There are nearly two million apps available for Google’s Android operating system, and most are designed to run on smartphones or tablets. But operating systems like Remix OS and Phoenix OS make the case that you could run those apps in a desktop-like environment.
Shashlik is an open source project that takes a slightly different approach. Instead of turning Android into a desktop-style operating system, Shashlik aims to let you run Android apps as if they were native Linux apps.
In other words, you’d be able to run apps like Angry Birds and even Microsoft Office (mobile) alongside native Linux apps like LibreOffice, GIMP, and VLC in Ubuntu, Debian, Arch, or other GNU/Linux operating systems.

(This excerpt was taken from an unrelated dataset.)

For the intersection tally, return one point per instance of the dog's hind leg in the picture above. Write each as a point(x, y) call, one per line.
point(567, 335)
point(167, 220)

At least that’s the idea. Right now Shashlik is very much a work in progress and not many apps work yet. The developers have shown off Flappy Bird and Spotify running through Shashlik though.
There are other ways to run Android apps in a desktop operating system. But most, like BlueStacks or AmiDuOS, rely on some sort of emulator. So essentially you’re running an entire Android operating system inside of a different operating system.
While Shashlik does use some emulation tools, it also brings a stripped-down version of Android to your existing Linux-based operating system and allows you to run apps in individual windows so they act more like, well, apps… and not like a whole Android device running inside of your operating system.
Of course, many of those apps rely on Android’s back button and other features, so the Shashlik runtime adds that.
Since Android already uses a Linux kernel, it’s possible Shashlik could eventually do away with the virtualization/emulation altogether and use a container model instead of an emulator.
As PC World notes, this sort of work could eventually allow Android apps to run not only on desktop computers… but also on smartphones running Ubuntu phone software.